But Goldstein has nothing good to say about former flames including a live-in lover in Florida who, he claimed, dumped him over his financial problems. “Women are despicable and vile and I prefer salami any day,” he said. “Suddenly I became ugly and smelly because I was poor. Before I was an Adonis. If women feel they’re sex objects, men are just money objects.”

Despite such slings and arrows for a man who successfully peddled eros for years in its earthiest forms, testing the outermost limits of free speech, Goldstein seems peaceful and somewhat subdued now that he has a job and a supervisor. He claims that former Mayor Ed Koch was friendly to him when Koch came into the deli just before the Republican convention “and he told Jack that ‘Al had once put my head in the toilet bowl’ ” in the pages of Screw magazine, which once featured a ribald enemies’ list.
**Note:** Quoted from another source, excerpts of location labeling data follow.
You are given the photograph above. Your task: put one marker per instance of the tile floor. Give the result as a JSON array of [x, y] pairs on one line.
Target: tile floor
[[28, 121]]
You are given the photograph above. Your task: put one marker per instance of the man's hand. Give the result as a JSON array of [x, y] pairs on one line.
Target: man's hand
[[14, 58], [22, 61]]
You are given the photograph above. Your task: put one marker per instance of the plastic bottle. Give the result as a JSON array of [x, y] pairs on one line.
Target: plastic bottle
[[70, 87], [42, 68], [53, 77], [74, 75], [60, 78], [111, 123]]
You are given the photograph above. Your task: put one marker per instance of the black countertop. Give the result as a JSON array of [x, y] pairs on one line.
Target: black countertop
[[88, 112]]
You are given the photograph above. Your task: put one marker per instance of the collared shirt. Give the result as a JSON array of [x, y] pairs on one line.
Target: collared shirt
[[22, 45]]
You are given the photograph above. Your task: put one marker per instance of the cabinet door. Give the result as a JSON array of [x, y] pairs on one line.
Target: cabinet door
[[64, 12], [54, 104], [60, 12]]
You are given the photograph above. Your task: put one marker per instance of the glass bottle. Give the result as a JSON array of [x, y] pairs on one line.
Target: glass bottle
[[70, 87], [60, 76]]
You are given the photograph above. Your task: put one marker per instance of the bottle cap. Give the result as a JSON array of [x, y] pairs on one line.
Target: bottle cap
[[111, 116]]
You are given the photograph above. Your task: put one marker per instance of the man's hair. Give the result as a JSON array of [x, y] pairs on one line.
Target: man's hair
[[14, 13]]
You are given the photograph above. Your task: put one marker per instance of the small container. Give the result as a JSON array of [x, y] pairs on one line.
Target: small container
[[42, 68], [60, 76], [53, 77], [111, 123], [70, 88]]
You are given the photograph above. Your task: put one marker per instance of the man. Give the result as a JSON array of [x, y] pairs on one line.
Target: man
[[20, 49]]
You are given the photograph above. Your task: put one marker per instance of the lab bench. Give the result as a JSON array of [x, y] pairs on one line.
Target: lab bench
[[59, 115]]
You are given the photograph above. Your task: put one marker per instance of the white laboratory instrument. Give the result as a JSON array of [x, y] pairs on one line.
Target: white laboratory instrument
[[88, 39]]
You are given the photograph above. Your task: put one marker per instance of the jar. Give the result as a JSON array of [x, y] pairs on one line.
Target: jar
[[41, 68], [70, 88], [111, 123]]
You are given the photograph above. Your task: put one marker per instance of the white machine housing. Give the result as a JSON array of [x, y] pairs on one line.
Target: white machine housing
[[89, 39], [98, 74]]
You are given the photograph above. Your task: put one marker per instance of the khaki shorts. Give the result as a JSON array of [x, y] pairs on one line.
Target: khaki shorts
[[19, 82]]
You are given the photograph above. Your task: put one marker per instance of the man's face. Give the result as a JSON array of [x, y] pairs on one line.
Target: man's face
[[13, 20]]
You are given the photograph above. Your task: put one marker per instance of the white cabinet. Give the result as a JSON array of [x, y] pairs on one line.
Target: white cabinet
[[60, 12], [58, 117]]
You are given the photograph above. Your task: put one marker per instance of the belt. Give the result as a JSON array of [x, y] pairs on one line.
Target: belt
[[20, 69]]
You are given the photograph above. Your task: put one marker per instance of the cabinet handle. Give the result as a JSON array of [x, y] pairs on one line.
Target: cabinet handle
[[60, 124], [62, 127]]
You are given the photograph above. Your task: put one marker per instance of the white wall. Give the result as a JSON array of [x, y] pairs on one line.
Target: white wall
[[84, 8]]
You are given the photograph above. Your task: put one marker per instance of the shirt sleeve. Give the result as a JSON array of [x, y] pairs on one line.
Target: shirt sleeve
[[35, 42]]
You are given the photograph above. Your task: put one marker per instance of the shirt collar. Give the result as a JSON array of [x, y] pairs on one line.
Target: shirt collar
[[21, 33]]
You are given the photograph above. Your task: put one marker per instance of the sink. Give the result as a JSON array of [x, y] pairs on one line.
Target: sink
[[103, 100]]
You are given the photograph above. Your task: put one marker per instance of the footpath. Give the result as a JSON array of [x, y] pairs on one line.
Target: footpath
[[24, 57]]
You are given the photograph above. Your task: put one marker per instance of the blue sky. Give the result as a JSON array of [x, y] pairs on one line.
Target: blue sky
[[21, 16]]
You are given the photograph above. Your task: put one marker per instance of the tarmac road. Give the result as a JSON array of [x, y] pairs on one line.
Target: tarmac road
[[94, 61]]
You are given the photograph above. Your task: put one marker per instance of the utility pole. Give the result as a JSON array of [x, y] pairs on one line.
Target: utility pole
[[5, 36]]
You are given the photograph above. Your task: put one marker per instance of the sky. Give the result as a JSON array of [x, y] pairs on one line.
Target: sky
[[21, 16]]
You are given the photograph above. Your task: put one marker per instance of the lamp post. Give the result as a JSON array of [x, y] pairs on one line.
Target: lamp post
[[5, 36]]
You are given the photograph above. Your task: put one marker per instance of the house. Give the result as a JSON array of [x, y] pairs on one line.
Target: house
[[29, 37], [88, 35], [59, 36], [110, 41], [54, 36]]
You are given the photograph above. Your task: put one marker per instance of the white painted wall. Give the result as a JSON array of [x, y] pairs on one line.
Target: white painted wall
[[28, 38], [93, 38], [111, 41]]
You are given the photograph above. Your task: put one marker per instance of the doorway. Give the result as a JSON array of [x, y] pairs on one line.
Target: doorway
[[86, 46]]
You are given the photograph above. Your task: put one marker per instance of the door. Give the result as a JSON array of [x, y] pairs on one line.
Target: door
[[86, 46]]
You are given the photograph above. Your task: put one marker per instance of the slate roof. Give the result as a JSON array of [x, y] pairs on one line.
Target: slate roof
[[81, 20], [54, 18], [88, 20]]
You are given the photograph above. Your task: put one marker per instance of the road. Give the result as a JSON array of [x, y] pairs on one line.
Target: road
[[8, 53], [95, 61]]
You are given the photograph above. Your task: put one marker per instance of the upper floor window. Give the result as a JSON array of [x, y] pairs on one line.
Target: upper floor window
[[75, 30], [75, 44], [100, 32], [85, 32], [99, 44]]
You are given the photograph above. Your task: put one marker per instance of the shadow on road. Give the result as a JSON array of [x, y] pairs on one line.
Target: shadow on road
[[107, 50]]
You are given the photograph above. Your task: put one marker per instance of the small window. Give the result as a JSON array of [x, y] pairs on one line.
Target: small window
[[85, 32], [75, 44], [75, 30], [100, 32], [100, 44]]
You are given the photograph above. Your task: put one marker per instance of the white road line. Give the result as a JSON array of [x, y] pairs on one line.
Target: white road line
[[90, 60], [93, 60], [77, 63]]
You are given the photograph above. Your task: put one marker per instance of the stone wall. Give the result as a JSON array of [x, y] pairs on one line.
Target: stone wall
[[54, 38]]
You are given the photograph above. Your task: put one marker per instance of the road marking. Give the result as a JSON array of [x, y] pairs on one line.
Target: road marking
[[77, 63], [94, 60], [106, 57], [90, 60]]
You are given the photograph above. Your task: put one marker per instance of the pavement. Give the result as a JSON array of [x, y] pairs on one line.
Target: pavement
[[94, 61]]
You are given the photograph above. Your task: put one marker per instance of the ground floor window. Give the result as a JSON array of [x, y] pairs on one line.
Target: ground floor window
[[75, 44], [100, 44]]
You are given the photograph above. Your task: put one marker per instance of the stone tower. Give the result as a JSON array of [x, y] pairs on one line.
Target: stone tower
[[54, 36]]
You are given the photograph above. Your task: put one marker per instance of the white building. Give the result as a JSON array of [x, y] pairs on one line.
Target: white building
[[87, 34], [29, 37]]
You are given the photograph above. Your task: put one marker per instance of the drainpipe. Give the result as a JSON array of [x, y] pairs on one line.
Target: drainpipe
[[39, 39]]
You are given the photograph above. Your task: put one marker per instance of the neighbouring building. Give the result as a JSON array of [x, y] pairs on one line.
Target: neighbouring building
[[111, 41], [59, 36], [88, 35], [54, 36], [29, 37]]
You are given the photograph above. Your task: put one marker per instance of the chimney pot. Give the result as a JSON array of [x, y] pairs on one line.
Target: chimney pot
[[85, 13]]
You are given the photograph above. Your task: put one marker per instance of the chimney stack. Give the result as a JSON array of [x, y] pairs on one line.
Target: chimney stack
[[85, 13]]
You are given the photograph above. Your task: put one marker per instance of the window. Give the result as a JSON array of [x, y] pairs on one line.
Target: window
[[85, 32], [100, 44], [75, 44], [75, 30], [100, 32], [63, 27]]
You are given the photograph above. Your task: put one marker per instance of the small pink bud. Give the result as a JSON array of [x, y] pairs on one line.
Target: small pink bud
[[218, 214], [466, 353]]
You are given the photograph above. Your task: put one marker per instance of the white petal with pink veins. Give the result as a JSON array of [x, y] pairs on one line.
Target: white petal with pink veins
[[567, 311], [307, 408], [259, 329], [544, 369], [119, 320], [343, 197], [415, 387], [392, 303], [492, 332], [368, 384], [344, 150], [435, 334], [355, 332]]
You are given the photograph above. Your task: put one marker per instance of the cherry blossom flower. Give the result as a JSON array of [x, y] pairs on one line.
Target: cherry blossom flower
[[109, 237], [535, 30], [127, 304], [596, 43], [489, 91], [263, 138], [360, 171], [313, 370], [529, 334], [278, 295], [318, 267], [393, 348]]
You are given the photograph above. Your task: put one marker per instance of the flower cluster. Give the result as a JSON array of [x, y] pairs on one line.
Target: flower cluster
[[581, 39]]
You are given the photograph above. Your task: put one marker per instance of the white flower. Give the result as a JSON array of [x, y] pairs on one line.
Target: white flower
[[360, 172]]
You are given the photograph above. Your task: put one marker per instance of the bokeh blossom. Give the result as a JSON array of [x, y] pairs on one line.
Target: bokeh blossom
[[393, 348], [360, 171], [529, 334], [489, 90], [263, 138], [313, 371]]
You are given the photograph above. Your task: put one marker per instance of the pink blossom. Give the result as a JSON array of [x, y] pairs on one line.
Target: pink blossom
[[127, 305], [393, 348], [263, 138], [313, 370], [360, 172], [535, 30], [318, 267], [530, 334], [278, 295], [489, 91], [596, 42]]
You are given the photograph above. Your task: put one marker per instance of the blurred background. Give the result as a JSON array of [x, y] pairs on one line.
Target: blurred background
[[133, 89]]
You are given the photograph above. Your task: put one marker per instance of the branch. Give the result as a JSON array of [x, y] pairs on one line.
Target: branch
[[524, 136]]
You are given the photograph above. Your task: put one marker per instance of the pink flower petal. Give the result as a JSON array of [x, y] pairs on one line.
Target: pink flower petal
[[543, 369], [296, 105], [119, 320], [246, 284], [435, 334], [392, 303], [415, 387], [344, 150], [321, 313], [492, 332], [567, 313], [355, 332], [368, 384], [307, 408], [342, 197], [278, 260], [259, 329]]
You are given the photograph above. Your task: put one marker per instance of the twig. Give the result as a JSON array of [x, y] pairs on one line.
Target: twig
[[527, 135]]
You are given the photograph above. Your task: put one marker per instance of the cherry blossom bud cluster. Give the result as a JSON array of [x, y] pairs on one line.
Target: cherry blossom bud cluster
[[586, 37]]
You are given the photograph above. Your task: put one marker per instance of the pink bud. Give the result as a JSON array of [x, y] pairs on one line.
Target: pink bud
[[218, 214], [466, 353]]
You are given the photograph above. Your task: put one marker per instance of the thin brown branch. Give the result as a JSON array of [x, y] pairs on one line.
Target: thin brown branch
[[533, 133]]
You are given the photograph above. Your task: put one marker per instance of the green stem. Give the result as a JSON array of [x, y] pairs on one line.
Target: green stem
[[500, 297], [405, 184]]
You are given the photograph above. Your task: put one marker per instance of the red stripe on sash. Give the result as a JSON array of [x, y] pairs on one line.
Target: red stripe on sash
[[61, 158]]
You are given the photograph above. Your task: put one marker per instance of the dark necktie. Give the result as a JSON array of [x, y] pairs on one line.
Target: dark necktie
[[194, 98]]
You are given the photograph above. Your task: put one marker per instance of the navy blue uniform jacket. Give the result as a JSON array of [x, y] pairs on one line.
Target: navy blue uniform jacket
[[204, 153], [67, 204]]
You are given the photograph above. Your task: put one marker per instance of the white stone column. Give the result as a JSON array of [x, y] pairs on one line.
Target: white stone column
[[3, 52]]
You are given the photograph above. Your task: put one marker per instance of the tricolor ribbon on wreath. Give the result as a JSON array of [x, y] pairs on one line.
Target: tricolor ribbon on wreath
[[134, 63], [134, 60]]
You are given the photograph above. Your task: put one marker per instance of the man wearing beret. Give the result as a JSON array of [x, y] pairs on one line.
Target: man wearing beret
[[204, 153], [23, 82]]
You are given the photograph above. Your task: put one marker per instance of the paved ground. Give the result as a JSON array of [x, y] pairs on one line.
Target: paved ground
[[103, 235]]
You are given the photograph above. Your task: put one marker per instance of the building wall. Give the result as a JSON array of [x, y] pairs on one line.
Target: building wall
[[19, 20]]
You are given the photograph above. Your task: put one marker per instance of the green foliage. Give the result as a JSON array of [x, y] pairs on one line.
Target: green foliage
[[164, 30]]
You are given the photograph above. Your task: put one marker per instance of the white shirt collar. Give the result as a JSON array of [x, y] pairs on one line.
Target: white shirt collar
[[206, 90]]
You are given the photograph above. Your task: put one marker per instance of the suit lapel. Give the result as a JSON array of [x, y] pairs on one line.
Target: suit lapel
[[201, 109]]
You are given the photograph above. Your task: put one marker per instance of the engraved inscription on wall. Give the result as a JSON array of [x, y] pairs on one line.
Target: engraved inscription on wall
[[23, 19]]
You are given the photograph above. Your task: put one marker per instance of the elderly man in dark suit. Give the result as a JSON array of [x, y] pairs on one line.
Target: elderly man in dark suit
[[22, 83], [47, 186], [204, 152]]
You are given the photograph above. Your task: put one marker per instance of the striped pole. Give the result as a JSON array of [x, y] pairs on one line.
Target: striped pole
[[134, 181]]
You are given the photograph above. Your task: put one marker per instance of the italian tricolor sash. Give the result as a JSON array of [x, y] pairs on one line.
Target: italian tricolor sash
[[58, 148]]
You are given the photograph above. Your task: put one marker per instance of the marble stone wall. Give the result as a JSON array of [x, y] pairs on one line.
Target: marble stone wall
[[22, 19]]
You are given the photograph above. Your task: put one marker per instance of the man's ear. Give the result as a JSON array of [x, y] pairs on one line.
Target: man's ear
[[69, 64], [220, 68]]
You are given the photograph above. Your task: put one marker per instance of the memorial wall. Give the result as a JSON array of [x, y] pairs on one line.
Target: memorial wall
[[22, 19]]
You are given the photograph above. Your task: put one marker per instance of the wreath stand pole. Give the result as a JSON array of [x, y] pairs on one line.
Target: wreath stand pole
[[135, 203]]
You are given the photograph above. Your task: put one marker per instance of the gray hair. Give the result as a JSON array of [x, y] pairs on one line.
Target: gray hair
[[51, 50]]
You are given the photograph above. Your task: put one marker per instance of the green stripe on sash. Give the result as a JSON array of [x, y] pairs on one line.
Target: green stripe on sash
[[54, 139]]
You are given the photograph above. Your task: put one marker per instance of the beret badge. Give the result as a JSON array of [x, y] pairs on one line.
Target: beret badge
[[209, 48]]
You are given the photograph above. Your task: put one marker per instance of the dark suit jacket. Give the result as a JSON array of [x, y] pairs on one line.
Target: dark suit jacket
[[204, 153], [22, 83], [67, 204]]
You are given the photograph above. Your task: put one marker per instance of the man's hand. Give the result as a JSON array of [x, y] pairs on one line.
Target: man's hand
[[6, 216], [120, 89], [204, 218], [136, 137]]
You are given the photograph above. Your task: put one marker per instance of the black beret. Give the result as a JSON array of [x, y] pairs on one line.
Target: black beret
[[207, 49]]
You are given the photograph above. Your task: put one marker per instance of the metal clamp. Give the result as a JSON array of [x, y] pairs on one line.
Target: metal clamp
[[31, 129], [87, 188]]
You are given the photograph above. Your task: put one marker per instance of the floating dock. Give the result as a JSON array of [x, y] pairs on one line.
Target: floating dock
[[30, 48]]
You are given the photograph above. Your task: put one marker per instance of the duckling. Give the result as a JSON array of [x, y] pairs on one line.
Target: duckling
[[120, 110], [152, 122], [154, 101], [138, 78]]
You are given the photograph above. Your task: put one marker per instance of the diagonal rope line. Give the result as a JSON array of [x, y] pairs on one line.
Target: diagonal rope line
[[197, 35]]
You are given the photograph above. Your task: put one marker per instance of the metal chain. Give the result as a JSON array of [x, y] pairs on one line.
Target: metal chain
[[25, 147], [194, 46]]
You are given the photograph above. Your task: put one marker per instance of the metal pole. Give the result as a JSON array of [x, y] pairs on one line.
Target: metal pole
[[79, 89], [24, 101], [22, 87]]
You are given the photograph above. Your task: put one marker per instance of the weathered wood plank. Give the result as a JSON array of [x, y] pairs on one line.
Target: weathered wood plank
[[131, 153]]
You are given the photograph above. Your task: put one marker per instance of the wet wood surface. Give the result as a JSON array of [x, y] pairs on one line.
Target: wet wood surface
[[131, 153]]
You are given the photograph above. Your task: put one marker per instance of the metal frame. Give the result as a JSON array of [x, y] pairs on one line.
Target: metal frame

But Goldstein complains about having to attend weekly wellness classes on Roosevelt Island for people who batter women as another term of his probation. “I’m with 10 kids in their 20s who have beaten their girlfriends and I’ve never hit a woman in my life. But my mouth is a weapon.”

He plans to put that weapon to use starting at 7:30 p.m. on Sept. 18 at Joe’s Pub, which is part of the prestigious Public Theater on Lafayette St. Goldstein will perform in a bawdy “low brow” musical review called “What I Like About Jew,” produced by Ron Tannebaum and Sean Altman and smacking of the old Borscht Belt, said pub director Bill Began. “Nothing but the best for Al Goldstein,” deadpanned Bill Bregan. “We love people who tweak our audience’s expectations a little.”